Potter, former mayor of Zaleski and Vinton County Sheriff, is scheduled to battle his eviction at the Vinton County Common Pleas Court on Oct. 3, according to his attorney Tim Gleeson.
Gleeson told The Courier there has been no agreement made between the two sides throughout the summer to allow Potter to remain living in his home. Next month’s date marks the “next scheduled step,” Gleeson said.
For years, Potter has been embattled in a legal tug-of-war which his attorney called “one of the saddest cases” he’s ever been involved in.
Nearly 10 years ago, Potter gave his daughter Janice Cottrill, also of Zaleski, power of attorney. Potter’s granddaughter, Jaclyn Fraley, told The Courier earlier this summer that Cottrill then secretly transferred the house into her own name.
Years later, the family took Cottrill to court to reverse the property transfer. An initial ruling which sided with Potter was negated when an appeals court ruled the transfer’s statue of limitations had expired, Fraley said.
With the house remaining in her name, Cottrill served her father with an eviction notice, which Potter, Fraley and a wave of nationwide support have sought to keep from coming to fruition.
“I think he loves (the support) and it humbles him at the same time,” Fraley told The Courier. “I’m sure it helps him and it brings a light to his face ... it helps us walk through this horrible, horrible thing.”
Fraley managed to raise more than $137,000 online at gofundme.com in a “last-ditch effort” with the hopes of using the money to buy the home from Cottrill.

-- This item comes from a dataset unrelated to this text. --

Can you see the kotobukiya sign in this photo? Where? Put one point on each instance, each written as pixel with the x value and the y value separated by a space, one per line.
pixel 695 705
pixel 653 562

The house was appraised at $50,000, Gleeson said earlier this summer.
A deal fell through when Cottrill and her attorney, Lorene Johnston, responded to a market value offer with one requesting more than twice that amount, Gleeson said.
Cottrill’s attorney said she would not comment on the case, citing confidentiality and not wanting to “negotiate with other legal parties through the newspaper.”
Fraley said she and her grandfather are trying to emotionally prepare themselves for him potentially being evicted from his home a month from now.
Throughout the summer, Fraley has been updating thousands of Facebook supporters on her grandfather, who she said has enjoyed respite in fishing, watching the History Channel and showing off his noted sense of humor.
In a YouTube video answering questions from supporters, Potter was asked to name three wishes he might have.
“First place, my house back ... second place, peace in the world,” he said, thoughtfully.
“And what’s your third one?” Fraley asks.
“Well, if we get two out of three, I’m doing pretty good.”
Asked to name his favorite holiday, he grew a wry smile.
“Well, pay day isn’t a holiday,” he mused.
Fraley then asked how he liked his steak cooked.
“In a skillet.”
The eviction’s jury selection is slated for Oct. 3, with a hearing scheduled for the following day, Fraley posted online. She added that she hopes people will come to that hearing to support her grandfather.